Source: Based on CropCare Seed Technologies website; http://cropcare.komodocms.com/SeedTechnology/EndPointRoyaltiesEPR; GRDC website http://grdc.com.au
Technology providers thus have an incentive to develop a profitable product for farmers, to ensure a return on investment. CropLife Australia (sub. 85) reminded the Panel, however, that farmers choose varieties based on market signals, consumer preferences, production costs and yield, among other influences. Victorian farmer Louise Staley (sub. 87) noted that while multinational companies will charge as much as the market will bear, farmers will only grow GM canola if it yields higher economic returns, and that non-GM alternatives - for example, saved seed - will always exist.
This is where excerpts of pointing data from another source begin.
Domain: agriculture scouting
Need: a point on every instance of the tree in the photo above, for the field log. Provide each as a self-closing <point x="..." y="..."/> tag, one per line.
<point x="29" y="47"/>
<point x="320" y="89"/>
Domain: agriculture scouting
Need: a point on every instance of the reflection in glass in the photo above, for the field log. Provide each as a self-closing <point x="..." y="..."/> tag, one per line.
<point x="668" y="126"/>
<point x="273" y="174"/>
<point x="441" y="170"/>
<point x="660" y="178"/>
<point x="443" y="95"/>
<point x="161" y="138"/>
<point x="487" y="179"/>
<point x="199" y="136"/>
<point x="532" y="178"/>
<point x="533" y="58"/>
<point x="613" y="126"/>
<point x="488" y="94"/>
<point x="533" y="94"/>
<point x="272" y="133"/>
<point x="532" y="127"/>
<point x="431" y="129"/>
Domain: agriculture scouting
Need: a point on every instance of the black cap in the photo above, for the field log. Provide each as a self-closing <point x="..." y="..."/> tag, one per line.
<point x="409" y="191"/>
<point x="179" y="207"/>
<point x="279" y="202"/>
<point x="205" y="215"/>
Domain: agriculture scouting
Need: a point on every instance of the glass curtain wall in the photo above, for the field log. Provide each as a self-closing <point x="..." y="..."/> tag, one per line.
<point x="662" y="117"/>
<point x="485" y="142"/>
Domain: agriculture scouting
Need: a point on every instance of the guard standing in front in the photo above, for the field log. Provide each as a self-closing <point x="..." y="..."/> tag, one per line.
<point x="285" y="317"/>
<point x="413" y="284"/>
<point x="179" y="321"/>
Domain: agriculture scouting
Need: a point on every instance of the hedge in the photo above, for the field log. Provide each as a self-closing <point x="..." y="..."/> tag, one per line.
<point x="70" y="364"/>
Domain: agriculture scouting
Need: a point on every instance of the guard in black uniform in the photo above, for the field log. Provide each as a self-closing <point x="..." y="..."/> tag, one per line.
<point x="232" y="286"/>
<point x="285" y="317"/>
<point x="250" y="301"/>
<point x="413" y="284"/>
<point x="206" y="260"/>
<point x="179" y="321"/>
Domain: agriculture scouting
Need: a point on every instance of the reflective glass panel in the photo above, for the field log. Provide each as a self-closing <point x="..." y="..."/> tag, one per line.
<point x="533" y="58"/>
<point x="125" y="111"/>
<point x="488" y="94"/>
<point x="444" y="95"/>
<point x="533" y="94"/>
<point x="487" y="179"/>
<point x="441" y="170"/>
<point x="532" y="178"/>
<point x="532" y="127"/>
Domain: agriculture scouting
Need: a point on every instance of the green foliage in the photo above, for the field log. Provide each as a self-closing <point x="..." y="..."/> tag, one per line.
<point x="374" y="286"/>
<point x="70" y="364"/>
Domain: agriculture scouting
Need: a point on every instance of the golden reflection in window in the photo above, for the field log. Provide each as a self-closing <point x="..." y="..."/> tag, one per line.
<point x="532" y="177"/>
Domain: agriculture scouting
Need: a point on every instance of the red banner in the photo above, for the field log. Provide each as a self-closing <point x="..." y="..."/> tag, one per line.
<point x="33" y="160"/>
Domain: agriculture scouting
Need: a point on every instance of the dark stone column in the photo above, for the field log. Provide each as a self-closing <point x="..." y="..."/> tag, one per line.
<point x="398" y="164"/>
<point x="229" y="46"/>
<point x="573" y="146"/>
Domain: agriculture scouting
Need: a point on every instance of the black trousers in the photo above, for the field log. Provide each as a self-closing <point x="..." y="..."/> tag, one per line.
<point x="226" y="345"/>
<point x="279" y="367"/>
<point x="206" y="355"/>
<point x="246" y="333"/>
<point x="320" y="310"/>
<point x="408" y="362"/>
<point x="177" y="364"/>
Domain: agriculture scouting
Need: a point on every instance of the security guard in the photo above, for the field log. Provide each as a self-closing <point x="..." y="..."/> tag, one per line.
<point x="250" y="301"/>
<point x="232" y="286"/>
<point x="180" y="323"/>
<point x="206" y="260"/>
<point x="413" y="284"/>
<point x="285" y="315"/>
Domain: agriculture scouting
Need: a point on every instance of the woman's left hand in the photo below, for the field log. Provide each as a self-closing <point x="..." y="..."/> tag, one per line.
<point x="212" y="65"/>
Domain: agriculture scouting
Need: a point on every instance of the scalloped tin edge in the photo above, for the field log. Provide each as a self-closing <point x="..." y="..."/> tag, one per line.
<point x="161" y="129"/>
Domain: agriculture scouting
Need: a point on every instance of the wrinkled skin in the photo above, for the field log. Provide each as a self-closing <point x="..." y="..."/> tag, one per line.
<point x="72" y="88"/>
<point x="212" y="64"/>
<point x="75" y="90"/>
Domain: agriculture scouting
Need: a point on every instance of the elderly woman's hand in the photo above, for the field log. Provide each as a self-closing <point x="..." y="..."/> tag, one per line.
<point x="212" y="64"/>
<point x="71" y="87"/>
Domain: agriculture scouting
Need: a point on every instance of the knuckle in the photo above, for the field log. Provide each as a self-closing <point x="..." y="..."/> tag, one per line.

Other submissions raised concerns about the conditions placed on the use of seed and associated liability risks (see chapter 9). The Panel expects that charges and conditions for growing GM canola will be based on the normal market interaction between a farmer and technology provider. Dow AgroSciences Australia argued agreements are not a disincentive to growers because approximately 10 million farmers in 22 other countries have embraced GM technology and agreed to the associated licence conditions (sub. 82).
The Panel also notes that the technology providers with Office of the Gene Technology Regulator licences for the commercial or general release of GM canola are already working with potential licensees and industry partners, developing commercial plans for 2008 and beyond, should the moratorium be allowed to expire. While the plans are commercially sensitive, technology providers have indicated that the introduction of the GM canola varieties would initially be limited in area due to the relatively low amounts of seed available.
The Panel considers that the moratorium and the Control of Genetically Modified Crops Act 2004 (Vic.) have an undesirable impact on innovation in Victoria by discouraging private sector investment in agricultural science, decreasing Victoria's ability to retain scientific capabilities, and discouraging application of new technologies in pursuit of economic advantage.